How to Get Enough Sleep?

The treatment to sleep deprivation boils down to meeting one’s biologic sleep need, pay back the accumulated sleep debt, and prevent being sleep deprived once again. Below are some tips that you can try at home:

  • Follow a sleeping and waking-up time, and be consistent with your schedule every day.
  • Go to bed when you are tired
  • Avoid eating 2 to 3 hours before bedtime
  • If unable to fall asleep after 20 minutes of lying in bed, try to transfer to another room and read a book. Once you feel sleepy, go back to your bed and try to sleep again.
  • Have regular exercise during the day.
  • Have a room conducive for rest and sleep by keeping it clean, quiet, dark, and with a comfortable temperature.
  • Switch off your phone and other electronic devices.



Treatments for Sleep Deprivation

If you still find it hard to fall asleep despite doing your best, you might need to go beyond the basic home management for sleep deprivation. You can try some behavioral and cognitive treatments such as relaxation techniques, stimulation control, and cognitive behavioral therapy (CBT).
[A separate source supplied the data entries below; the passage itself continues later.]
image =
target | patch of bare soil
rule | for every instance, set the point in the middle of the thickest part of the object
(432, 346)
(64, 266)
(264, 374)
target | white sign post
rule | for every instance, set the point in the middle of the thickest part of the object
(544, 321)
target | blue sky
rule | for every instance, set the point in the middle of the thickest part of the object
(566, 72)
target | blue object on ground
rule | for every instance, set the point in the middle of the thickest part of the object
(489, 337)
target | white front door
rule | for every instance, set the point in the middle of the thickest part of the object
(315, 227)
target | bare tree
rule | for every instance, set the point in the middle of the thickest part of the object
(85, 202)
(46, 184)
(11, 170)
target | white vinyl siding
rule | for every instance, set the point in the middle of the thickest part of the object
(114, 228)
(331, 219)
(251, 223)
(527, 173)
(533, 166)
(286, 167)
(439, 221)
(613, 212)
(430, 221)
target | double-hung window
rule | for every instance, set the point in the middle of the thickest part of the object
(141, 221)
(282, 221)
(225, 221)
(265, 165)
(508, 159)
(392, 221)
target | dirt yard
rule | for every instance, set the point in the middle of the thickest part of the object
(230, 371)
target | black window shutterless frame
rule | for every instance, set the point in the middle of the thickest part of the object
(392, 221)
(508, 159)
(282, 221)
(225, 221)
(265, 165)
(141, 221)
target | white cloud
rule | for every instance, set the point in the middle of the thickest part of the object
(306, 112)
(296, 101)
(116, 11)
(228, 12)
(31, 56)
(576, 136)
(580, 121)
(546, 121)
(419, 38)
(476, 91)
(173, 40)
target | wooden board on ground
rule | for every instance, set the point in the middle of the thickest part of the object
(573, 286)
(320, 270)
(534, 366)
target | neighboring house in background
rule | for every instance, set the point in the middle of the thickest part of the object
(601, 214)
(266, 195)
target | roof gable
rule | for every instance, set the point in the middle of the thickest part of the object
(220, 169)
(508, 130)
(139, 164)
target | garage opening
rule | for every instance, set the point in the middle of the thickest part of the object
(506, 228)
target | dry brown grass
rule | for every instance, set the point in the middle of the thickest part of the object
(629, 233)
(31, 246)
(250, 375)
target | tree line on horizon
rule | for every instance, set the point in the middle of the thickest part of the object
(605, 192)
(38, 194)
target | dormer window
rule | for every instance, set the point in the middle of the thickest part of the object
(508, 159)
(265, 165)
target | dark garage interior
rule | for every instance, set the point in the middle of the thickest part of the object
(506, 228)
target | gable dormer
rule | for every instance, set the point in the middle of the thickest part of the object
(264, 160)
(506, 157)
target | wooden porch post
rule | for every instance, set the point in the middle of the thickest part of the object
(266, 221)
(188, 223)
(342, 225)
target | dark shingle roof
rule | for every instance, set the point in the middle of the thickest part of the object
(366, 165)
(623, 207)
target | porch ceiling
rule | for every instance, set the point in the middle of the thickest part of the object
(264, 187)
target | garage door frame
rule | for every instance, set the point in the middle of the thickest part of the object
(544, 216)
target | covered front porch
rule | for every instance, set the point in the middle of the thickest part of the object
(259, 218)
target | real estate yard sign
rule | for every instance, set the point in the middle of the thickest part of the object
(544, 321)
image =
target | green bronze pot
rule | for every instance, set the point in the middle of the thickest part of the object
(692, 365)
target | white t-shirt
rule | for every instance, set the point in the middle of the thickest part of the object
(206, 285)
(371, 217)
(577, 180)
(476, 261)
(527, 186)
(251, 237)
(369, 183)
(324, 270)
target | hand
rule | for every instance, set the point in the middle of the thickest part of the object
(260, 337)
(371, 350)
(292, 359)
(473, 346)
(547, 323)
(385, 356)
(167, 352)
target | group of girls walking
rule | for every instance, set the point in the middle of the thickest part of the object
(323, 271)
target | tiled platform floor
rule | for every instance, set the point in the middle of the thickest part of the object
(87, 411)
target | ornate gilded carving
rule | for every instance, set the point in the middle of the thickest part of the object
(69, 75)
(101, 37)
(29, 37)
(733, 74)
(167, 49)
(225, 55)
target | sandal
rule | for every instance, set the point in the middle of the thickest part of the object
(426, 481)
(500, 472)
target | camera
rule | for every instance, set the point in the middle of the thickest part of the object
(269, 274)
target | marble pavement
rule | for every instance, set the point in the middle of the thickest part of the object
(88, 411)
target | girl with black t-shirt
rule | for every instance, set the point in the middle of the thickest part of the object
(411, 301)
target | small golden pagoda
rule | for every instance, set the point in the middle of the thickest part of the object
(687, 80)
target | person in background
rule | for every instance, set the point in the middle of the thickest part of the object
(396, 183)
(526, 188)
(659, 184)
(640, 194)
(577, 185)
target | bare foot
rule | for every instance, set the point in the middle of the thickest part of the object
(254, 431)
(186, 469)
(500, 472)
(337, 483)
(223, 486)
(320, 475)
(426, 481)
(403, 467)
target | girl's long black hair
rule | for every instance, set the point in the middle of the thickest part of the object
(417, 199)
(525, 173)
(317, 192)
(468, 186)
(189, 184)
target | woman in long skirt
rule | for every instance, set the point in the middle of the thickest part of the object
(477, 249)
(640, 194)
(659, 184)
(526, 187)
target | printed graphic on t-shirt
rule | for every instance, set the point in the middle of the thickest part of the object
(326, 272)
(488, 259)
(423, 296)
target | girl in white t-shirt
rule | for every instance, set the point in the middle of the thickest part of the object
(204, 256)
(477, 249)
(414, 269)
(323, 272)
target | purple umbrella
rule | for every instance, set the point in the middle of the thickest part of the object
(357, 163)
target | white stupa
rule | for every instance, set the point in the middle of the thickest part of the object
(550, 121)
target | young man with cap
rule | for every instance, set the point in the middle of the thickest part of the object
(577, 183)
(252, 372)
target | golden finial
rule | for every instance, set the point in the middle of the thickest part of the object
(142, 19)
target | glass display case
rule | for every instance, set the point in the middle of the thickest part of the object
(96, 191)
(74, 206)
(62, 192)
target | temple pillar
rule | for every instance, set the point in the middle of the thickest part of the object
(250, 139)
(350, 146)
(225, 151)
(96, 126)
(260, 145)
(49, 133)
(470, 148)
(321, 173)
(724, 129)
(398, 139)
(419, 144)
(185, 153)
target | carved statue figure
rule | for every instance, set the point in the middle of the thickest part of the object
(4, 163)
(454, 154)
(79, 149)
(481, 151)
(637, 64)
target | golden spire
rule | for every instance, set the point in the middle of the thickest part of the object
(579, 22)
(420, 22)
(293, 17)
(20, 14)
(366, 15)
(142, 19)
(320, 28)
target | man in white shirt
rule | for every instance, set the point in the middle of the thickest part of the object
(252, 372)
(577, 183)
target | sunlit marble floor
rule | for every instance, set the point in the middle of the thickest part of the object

Taking drugs to help induce sleep may be your saving grace if non-medical treatments are not effective with you. There are several options to consider; some are available over-the-counter (OTC), while some are only available with a prescription.

Benzodiazepines, non-benzodiazepine hypnotics, melatonin receptor antagonists, and antihistamines are just some of the available options. However, you should be aware that some people can develop a dependency on sleeping medications. As much as possible, try to limit the dosage or better yet, try using non-medical measures to promote sleep and relaxation.